Racheal Diyaolu, a 19-year-old medical student from Co Carlow, reached the border of Romania, while another student from Co Waterford, Eniola Oladiti, arrived in Budapest.
Both had been studying medicine in the northeastern Ukrainian city of Sumy, near the Russian border, when Russian troops invaded on February 24th.
Ms Diyaolu confirmed on Wednesday evening that she had crossed the border into Romania, after a three day trip.
In a tweet on Wednesday afternoon, her older sister, Christiana Diyaolu celebrated the moment she heard her sister had made it to the country’s border.
“I could shout it from the hills! They have made it to the border and are making their way through now. I’ve been told not to reveal their exact location yet, until they get to safety. Next step Ireland,” she said.
Ms Diyaolu had been fleeing Ukraine since Monday, in a two-van convoy driven by two Scottish men, who had travelled to Ukraine to help take trapped civilians out of the country after war broke out. The group had experienced delays on the road over the course of Tuesday, which had slowed their progress.
Separately, Ms Oladiti (26) reached the Hungarian capital in the early hours of Wednesday. She had also left Sumy on Monday, with her landlady and her landlady’s boyfriend driving her out of the city.
Her landlady’s boyfriend had only been driving a month, and had never driven outside of Sumy, yet now he was navigating past armed checkpoints and discarded Russian tanks. “They risked their lives for me,” she told The Irish Times.
Driving up to armed groups “you were staring ahead trying to make out whether they were Russian or Ukrainian,” she said. The student had left her home with just a backpack, carrying her phone, laptop, and some food and water.
The pair drove her to the city of Myrhorod, where she was able to board a train across the country to the western city of Lviv.
She stood on the packed train for the duration of the 13 hour journey.
“My leg had gone completely numb from the cold, I didn’t even notice my boot had fallen off,” she said.

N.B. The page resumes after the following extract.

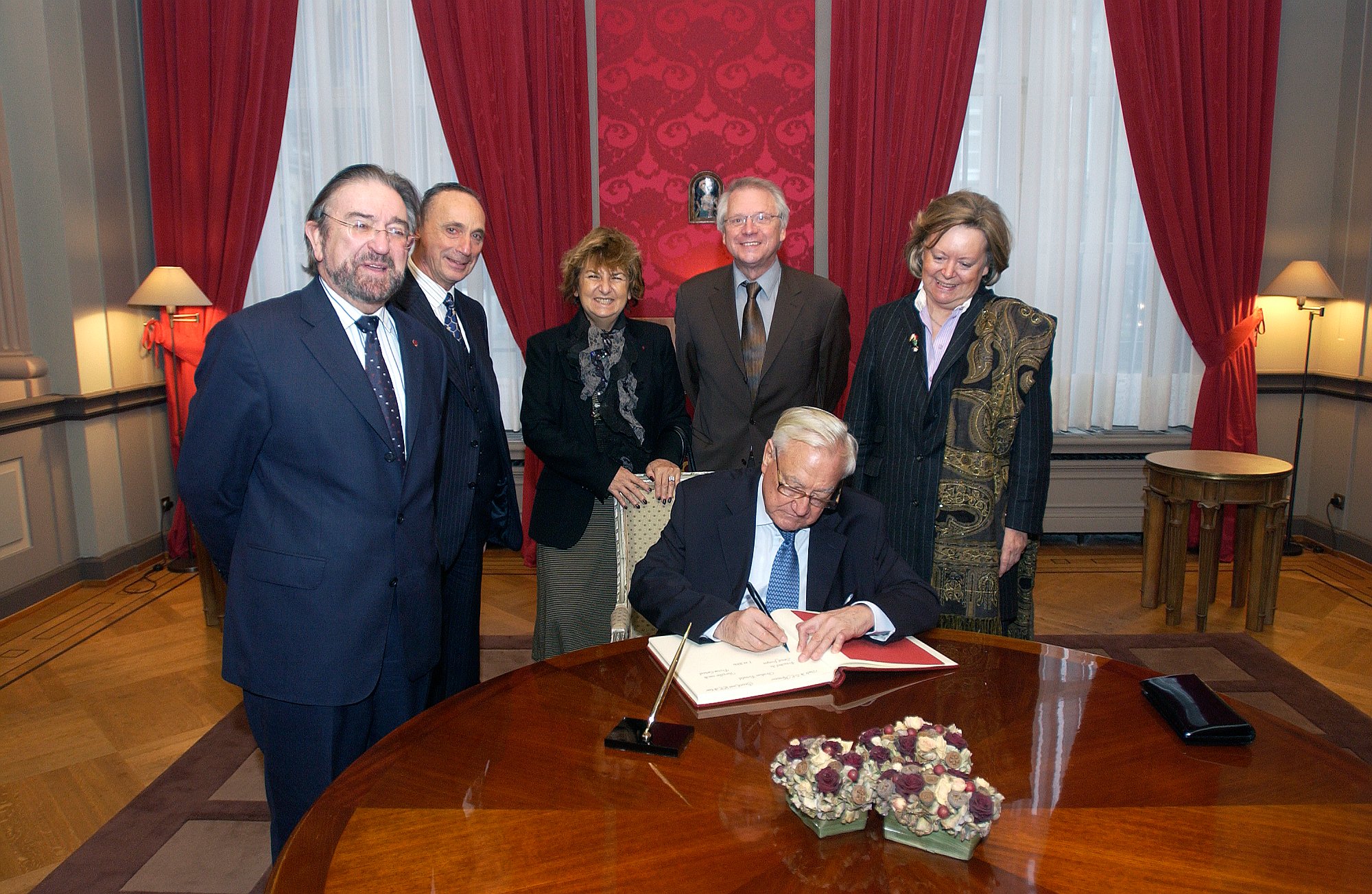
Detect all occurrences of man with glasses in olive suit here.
[676,177,851,469]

In Lviv she took a bus to Chop, which sits on the border with Hungary, and from there she got a lift in a car with a stranger crossing the border to Záhony. “You just trusted anybody,” the student said.

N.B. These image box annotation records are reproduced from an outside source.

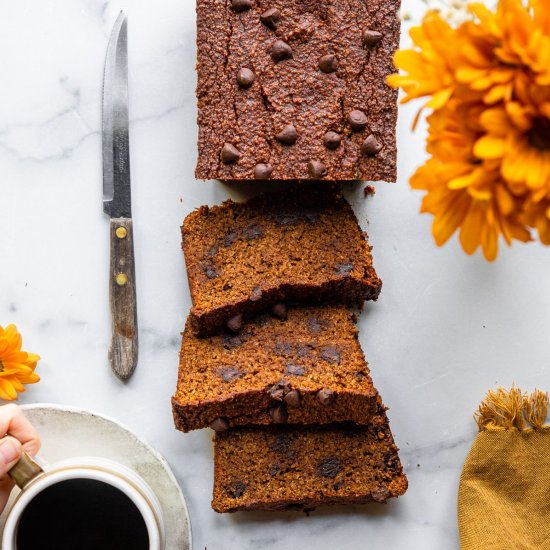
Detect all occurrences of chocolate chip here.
[361,134,382,157]
[302,208,321,223]
[317,388,335,407]
[222,334,244,349]
[307,317,321,334]
[275,124,298,145]
[269,434,291,455]
[227,481,246,498]
[363,185,376,197]
[320,346,340,365]
[307,160,327,178]
[273,211,300,226]
[286,363,306,376]
[271,40,292,61]
[206,243,220,258]
[273,342,294,357]
[231,0,252,13]
[271,304,287,320]
[260,8,281,30]
[336,263,353,275]
[218,367,243,382]
[323,132,342,151]
[223,231,239,248]
[254,163,273,180]
[319,54,338,73]
[254,313,271,327]
[268,380,291,401]
[371,487,391,502]
[220,143,241,164]
[243,224,264,241]
[317,456,342,478]
[348,109,367,132]
[269,405,288,424]
[210,416,229,432]
[250,286,263,302]
[204,265,218,279]
[363,30,382,48]
[237,67,256,88]
[226,314,243,332]
[284,390,302,407]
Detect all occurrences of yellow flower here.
[524,197,550,245]
[474,89,550,201]
[0,325,40,401]
[411,102,530,261]
[388,0,550,260]
[388,12,458,109]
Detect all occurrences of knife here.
[103,11,138,380]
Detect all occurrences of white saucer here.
[0,403,192,550]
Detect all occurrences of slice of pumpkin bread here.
[182,184,382,336]
[212,406,407,512]
[172,305,377,432]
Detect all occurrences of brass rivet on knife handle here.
[109,218,138,379]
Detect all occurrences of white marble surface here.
[0,0,550,550]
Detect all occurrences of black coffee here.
[17,479,149,550]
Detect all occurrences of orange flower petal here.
[474,135,505,159]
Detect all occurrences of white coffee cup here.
[2,454,164,550]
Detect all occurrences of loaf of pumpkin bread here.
[212,404,407,512]
[182,184,382,336]
[172,305,377,432]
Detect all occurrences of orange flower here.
[524,197,550,245]
[475,85,550,197]
[388,12,457,109]
[411,102,530,261]
[0,325,40,401]
[388,0,550,260]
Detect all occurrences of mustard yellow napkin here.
[458,388,550,550]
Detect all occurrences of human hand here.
[0,405,40,512]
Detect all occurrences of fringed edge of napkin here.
[474,386,549,431]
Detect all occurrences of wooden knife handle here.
[109,218,138,380]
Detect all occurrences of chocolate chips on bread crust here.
[172,306,377,432]
[212,404,407,512]
[196,0,400,181]
[182,184,382,336]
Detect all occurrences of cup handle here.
[8,453,44,489]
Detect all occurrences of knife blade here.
[102,11,138,380]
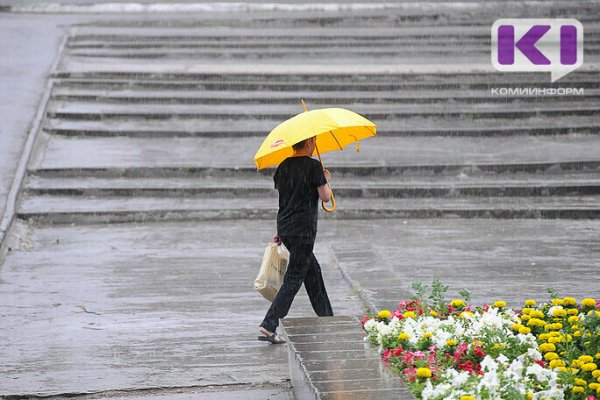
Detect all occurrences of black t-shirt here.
[273,156,327,238]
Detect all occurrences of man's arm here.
[317,168,331,203]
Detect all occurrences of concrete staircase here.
[19,10,600,223]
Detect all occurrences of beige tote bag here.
[254,243,290,302]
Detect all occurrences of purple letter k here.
[515,25,550,65]
[498,25,550,65]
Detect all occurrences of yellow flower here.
[540,343,556,353]
[494,300,506,308]
[403,311,417,319]
[571,386,585,393]
[417,368,431,378]
[538,333,550,341]
[545,322,562,331]
[548,336,565,343]
[450,299,466,308]
[581,363,598,372]
[563,297,577,306]
[552,308,567,317]
[579,354,594,364]
[581,298,596,307]
[529,310,544,318]
[527,318,546,327]
[519,326,531,335]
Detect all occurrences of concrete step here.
[282,317,415,400]
[51,70,599,84]
[54,77,600,91]
[24,173,600,198]
[50,85,600,107]
[29,133,600,172]
[43,116,600,138]
[17,194,600,224]
[46,101,600,120]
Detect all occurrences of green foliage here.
[410,282,427,302]
[458,288,472,304]
[428,278,450,310]
[546,288,558,300]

At the border she waited in a queue for 40 minutes in the bitter cold. “I remember shaking with the cold inside me,” she said.

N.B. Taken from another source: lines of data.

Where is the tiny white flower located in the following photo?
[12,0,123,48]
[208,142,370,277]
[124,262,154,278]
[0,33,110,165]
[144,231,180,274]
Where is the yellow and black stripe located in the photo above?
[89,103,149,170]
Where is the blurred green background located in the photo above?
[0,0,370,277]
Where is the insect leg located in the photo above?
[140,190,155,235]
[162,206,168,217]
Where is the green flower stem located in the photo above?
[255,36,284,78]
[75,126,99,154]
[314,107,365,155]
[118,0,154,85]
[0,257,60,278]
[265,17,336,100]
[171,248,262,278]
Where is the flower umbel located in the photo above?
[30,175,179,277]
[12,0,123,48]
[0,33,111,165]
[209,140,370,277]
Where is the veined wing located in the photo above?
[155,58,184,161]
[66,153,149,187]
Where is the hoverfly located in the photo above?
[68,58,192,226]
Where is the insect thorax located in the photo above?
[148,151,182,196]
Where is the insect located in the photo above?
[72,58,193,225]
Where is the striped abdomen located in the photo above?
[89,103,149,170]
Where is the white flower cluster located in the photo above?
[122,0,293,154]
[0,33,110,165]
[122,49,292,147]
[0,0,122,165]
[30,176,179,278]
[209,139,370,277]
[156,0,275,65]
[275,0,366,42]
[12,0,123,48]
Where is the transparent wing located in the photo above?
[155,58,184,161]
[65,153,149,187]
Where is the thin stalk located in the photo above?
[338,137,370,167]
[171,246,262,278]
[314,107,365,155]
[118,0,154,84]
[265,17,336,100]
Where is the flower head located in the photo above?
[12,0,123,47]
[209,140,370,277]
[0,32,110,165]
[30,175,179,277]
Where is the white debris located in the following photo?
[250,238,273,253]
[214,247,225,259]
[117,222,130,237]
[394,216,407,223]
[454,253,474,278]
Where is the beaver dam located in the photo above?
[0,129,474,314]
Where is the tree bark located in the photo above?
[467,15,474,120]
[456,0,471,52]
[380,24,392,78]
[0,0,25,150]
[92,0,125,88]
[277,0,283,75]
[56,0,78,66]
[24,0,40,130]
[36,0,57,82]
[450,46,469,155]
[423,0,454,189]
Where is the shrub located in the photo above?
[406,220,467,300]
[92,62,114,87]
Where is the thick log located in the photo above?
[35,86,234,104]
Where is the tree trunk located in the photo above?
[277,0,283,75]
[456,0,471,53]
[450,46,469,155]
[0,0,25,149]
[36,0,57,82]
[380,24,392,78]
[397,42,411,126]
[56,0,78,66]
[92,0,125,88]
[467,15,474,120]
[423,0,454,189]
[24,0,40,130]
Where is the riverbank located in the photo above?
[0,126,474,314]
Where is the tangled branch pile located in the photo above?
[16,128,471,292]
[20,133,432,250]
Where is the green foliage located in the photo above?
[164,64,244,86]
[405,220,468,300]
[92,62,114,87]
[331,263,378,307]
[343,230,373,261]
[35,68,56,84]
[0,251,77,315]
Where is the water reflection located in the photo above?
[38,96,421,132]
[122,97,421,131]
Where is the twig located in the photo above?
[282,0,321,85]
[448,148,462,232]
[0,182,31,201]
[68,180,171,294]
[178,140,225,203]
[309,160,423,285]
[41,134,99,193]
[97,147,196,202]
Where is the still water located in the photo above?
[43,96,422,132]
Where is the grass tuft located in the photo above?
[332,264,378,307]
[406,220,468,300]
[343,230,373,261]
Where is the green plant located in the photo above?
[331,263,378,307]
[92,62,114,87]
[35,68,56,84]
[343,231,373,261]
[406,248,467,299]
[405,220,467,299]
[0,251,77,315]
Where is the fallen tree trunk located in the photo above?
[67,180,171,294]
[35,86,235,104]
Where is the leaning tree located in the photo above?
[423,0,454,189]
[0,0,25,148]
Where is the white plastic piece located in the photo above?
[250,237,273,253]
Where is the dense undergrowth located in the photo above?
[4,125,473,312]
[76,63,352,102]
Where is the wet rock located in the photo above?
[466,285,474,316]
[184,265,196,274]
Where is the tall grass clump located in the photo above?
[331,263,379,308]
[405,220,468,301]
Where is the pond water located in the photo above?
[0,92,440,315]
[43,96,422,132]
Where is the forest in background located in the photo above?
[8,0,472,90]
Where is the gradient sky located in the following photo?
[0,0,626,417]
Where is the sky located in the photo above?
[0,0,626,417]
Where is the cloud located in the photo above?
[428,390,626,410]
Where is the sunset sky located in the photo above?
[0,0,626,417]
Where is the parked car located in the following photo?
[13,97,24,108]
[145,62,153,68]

When she cleared the border she was taken to a health centre, where volunteers gave them hot food and tea. In the early hours of Wednesday she got a spot on a train to Budapest, and plans to fly home to Ireland on Friday.
She had been in her third year studying medicine in Sumy, having previously completed a nursing degree in Trinity College Dublin, and worked in the Mater Private Hospital.
In the aftermath of sheltering while bombs fell overhead, and the frantic journey across the country to escape Ukraine, it will “take some time to be okay” mentally, she said.